Training these diffusion models using reinforcement learning, a method where the AI learns through trial and error and rewards, is difficult. Unlike older AI models, it's hard to figure out how likely the model is to produce a good answer, which is crucial for giving it feedback. Previous attempts to solve this used estimations that weren't very accurate and could lead the AI to learn the wrong things.
What's the solution?
The researchers developed a new technique called the Sandwiched Policy Gradient. This method cleverly uses both an upper and lower limit to estimate how good the model's answers are, giving a more reliable signal for learning than previous methods. It's like giving the AI a more precise range of feedback instead of just a guess.
Why it matters?
This new technique significantly improves the performance of diffusion models on challenging tasks like solving math problems and logic puzzles. The improvements are substantial, showing that this method is a big step forward in making these models more useful and accurate, potentially leading to better AI assistants and problem solvers.
Abstract
Diffusion large language models (dLLMs) are emerging as an efficient alternative to autoregressive models due to their ability to decode multiple tokens in parallel.

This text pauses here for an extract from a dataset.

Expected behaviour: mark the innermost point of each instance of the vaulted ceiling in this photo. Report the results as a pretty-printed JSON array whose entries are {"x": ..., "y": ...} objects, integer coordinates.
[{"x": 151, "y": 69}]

However, aligning dLLMs with human preferences or task-specific rewards via reinforcement learning (RL) is challenging because their intractable log-likelihood precludes the direct application of standard policy gradient methods. While prior work uses surrogates like the evidence lower bound (ELBO), these one-sided approximations can introduce significant policy gradient bias. To address this, we propose the Sandwiched Policy Gradient (SPG) that leverages both an upper and a lower bound of the true log-likelihood. Experiments show that SPG significantly outperforms baselines based on ELBO or one-step estimation. Specifically, SPG improves the accuracy over state-of-the-art RL methods for dLLMs by 3.6% in GSM8K, 2.6% in MATH500, 18.4% in Countdown and 27.0% in Sudoku.